Heck, you still have the ACTUAL savings...and god knows you can make 50 revisions of each part because the time and labor is FREE.....so they still have a fantastic advantage.
The problem is that I think FIRST caved in to the Sponsors by allowing their labor to be free. I think FIRST is smart, knowing that without the big sponsors, FIRST would be nothing. (that's why I hate politics....it sometimes gets in the way of what is right)
-Quentin
Quote:
Originally posted by JamesJones
I'm guess I'm not making my point.
1. I'm still going to build the same robot, you just better get a good magazine when we go on stage because our name is going to contain our sponsor + five machine shops....hence free labor.
2. It is unfortunate that some teams don't have alot of machine shop resources....believe me I have been there. It is also unfortunate that some football teams don't have good quarterbacks. I think we should make the good quarterbacks sit out to give the lousy ones a chance.
3. Let me give an example.

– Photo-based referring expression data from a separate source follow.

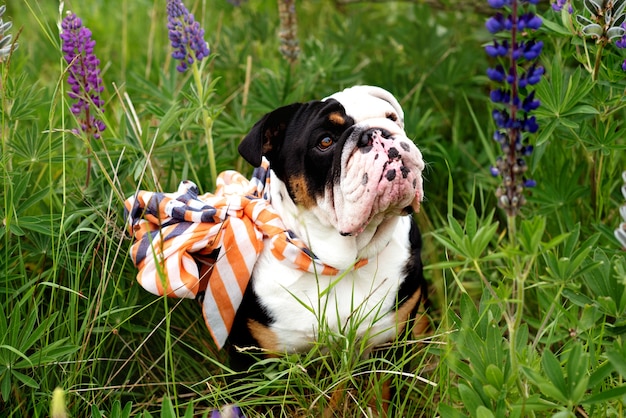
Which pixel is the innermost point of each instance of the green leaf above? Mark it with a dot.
(553, 370)
(167, 409)
(27, 380)
(470, 398)
(483, 412)
(618, 361)
(606, 395)
(494, 376)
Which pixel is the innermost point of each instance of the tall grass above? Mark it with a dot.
(74, 317)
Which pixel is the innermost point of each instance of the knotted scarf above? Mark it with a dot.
(204, 247)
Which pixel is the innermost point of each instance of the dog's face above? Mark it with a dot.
(346, 158)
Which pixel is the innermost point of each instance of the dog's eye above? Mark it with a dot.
(325, 143)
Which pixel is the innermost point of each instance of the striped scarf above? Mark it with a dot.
(204, 247)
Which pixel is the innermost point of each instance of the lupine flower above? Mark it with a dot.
(228, 411)
(606, 19)
(6, 46)
(621, 44)
(620, 232)
(83, 74)
(288, 34)
(558, 5)
(186, 36)
(515, 72)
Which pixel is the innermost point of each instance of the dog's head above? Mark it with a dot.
(345, 158)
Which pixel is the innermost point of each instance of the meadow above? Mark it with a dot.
(528, 295)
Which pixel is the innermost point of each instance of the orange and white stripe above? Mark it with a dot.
(205, 246)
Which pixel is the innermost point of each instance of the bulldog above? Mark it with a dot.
(345, 179)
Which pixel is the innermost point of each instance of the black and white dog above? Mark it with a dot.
(345, 179)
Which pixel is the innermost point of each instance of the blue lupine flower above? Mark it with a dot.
(228, 411)
(6, 46)
(513, 99)
(83, 74)
(186, 36)
(558, 5)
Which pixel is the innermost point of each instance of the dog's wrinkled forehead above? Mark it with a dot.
(370, 102)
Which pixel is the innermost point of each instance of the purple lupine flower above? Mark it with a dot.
(228, 411)
(558, 5)
(513, 99)
(83, 74)
(186, 35)
(6, 46)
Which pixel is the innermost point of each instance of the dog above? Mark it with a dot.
(345, 179)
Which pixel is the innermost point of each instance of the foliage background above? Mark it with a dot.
(74, 317)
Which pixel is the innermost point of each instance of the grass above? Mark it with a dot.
(526, 324)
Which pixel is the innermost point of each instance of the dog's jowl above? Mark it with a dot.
(345, 179)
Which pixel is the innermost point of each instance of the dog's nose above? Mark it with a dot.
(367, 138)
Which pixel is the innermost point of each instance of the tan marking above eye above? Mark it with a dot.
(325, 143)
(337, 118)
(300, 191)
(391, 116)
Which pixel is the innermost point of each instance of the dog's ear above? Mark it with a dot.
(267, 135)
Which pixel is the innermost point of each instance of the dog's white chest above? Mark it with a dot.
(301, 304)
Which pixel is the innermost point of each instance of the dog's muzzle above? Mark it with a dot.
(381, 176)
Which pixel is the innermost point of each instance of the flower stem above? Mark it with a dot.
(596, 65)
(207, 122)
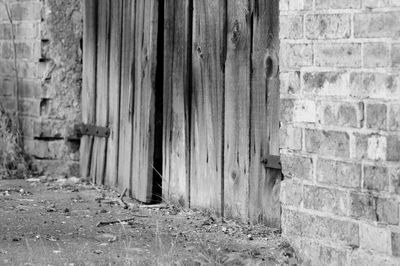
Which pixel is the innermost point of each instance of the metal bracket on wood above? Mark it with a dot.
(90, 130)
(272, 162)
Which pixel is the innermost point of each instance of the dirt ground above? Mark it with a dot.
(59, 222)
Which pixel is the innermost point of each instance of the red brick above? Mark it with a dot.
(377, 24)
(376, 178)
(339, 173)
(327, 26)
(338, 55)
(327, 142)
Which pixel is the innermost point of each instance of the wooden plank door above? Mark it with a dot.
(145, 65)
(177, 55)
(88, 81)
(208, 55)
(264, 140)
(237, 110)
(126, 100)
(114, 93)
(102, 91)
(119, 89)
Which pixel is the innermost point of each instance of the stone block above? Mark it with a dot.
(376, 55)
(29, 108)
(326, 83)
(292, 5)
(295, 55)
(373, 85)
(338, 55)
(291, 193)
(377, 116)
(377, 25)
(327, 26)
(26, 11)
(388, 211)
(396, 55)
(286, 110)
(337, 4)
(363, 206)
(326, 200)
(377, 146)
(294, 166)
(374, 238)
(289, 82)
(322, 142)
(304, 111)
(342, 114)
(30, 88)
(395, 237)
(290, 138)
(341, 232)
(394, 176)
(361, 146)
(7, 86)
(393, 148)
(380, 3)
(316, 253)
(338, 173)
(394, 117)
(291, 27)
(376, 178)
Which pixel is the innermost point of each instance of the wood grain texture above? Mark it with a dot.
(176, 102)
(146, 27)
(88, 81)
(114, 93)
(237, 110)
(127, 94)
(208, 55)
(264, 184)
(100, 144)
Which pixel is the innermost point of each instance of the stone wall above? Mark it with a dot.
(48, 36)
(340, 145)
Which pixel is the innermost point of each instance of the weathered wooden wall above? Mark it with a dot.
(220, 102)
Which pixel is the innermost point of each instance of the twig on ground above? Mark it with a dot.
(99, 224)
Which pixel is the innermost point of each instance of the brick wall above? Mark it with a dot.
(48, 35)
(340, 145)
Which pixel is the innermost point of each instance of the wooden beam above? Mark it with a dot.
(114, 93)
(127, 94)
(100, 144)
(208, 55)
(177, 34)
(88, 81)
(146, 28)
(237, 110)
(264, 184)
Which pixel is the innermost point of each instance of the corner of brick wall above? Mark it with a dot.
(340, 130)
(48, 41)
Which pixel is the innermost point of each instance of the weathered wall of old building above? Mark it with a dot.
(340, 141)
(48, 36)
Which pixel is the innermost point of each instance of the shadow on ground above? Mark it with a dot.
(56, 222)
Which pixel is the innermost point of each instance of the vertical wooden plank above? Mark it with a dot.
(146, 27)
(114, 93)
(176, 101)
(100, 144)
(126, 99)
(88, 81)
(264, 184)
(237, 109)
(207, 103)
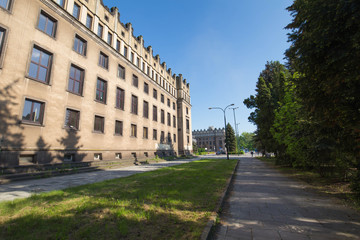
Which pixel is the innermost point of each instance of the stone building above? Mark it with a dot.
(212, 139)
(77, 85)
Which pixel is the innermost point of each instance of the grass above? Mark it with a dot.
(169, 203)
(325, 185)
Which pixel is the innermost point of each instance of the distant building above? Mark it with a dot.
(212, 139)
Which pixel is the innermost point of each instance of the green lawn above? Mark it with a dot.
(170, 203)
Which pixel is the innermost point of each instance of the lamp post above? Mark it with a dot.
(210, 108)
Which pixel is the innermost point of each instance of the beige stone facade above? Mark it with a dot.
(76, 85)
(213, 139)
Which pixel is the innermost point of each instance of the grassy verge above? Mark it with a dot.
(325, 185)
(170, 203)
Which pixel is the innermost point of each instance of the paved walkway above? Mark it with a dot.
(264, 204)
(22, 189)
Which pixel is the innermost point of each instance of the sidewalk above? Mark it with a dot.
(22, 189)
(264, 204)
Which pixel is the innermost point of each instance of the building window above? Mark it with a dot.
(109, 41)
(101, 87)
(76, 80)
(133, 130)
(155, 113)
(154, 134)
(134, 104)
(40, 65)
(76, 11)
(80, 45)
(99, 124)
(47, 24)
(121, 72)
(33, 111)
(104, 60)
(118, 45)
(125, 52)
(169, 119)
(135, 81)
(146, 109)
(2, 40)
(88, 21)
(120, 98)
(118, 127)
(100, 30)
(72, 119)
(162, 116)
(145, 133)
(162, 136)
(146, 88)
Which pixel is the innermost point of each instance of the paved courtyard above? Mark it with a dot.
(264, 204)
(22, 189)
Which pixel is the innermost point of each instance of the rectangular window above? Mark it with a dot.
(76, 80)
(133, 130)
(46, 24)
(120, 98)
(76, 11)
(135, 81)
(125, 52)
(118, 45)
(101, 88)
(33, 111)
(146, 109)
(80, 45)
(40, 65)
(121, 72)
(145, 133)
(99, 124)
(88, 21)
(118, 127)
(154, 134)
(104, 60)
(134, 104)
(72, 119)
(162, 136)
(2, 40)
(109, 41)
(162, 116)
(146, 88)
(155, 113)
(100, 30)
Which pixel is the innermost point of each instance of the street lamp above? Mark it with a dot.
(227, 150)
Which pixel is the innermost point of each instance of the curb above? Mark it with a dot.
(211, 223)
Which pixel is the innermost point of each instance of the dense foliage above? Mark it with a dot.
(308, 113)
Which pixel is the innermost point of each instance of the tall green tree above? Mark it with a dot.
(230, 138)
(325, 48)
(269, 92)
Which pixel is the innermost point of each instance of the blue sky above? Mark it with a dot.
(220, 47)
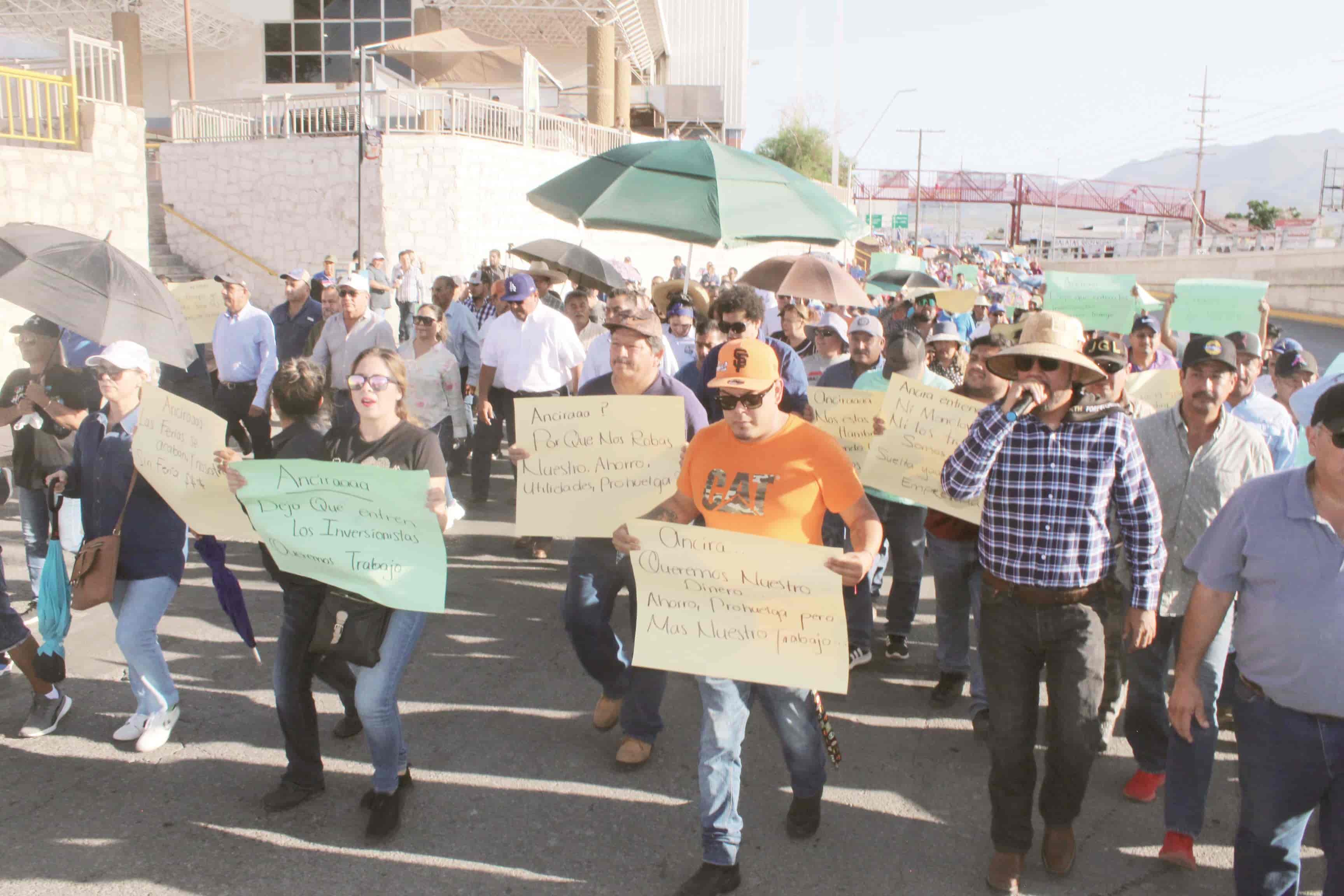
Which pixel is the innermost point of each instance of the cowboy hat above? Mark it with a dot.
(698, 296)
(1049, 335)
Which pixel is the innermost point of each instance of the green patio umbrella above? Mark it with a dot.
(696, 192)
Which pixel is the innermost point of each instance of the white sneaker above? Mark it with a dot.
(132, 728)
(158, 728)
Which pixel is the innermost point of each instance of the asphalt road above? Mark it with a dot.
(515, 792)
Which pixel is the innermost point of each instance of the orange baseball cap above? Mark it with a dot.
(746, 363)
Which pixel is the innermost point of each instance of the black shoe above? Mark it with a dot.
(404, 782)
(385, 815)
(804, 817)
(711, 880)
(947, 691)
(287, 796)
(347, 727)
(897, 648)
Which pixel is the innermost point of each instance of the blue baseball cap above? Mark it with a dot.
(518, 288)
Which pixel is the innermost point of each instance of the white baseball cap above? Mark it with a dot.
(127, 355)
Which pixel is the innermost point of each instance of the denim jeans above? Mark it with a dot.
(375, 698)
(1158, 749)
(724, 724)
(294, 683)
(1288, 763)
(139, 605)
(597, 576)
(956, 581)
(1017, 641)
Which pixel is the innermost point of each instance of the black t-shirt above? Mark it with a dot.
(406, 448)
(38, 453)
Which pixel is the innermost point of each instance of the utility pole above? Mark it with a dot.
(1197, 213)
(919, 171)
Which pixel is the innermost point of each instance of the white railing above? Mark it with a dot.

I worked at Motorola for two years and was on their team (267). Motorola had a model shop that did half or more of the machining on the robot. We built some pretty nice robots that would would have been very expensive had we paid fair market value. None of that labor would have counted toward the $3500 limit because motorola was the main sponsor, motorola did the machining so I could have spent $100000 on labor and it wouldn't matter. Now I'm on a team whose sponsor gives money but not machining. Now I can only bring a $3500 robot while Motorola (if they still exist) can bring a $100,000 robot. That's FIRST fairness?
4. Labor should not be tracked at all period. It's a hassle to the mentors and volunteers that adds no value to the experience or goals of FIRST. It does not make the game more fair it makes it more unfair. The teams with no machining resources have no machining resources. The game will always be stacked against them. It's part of building their team to go out and get those resources. Now FIRST has taken teams that might have parity in manufacturing capability and hamstrung the teams whose main sponsor doesn't have a machine shop.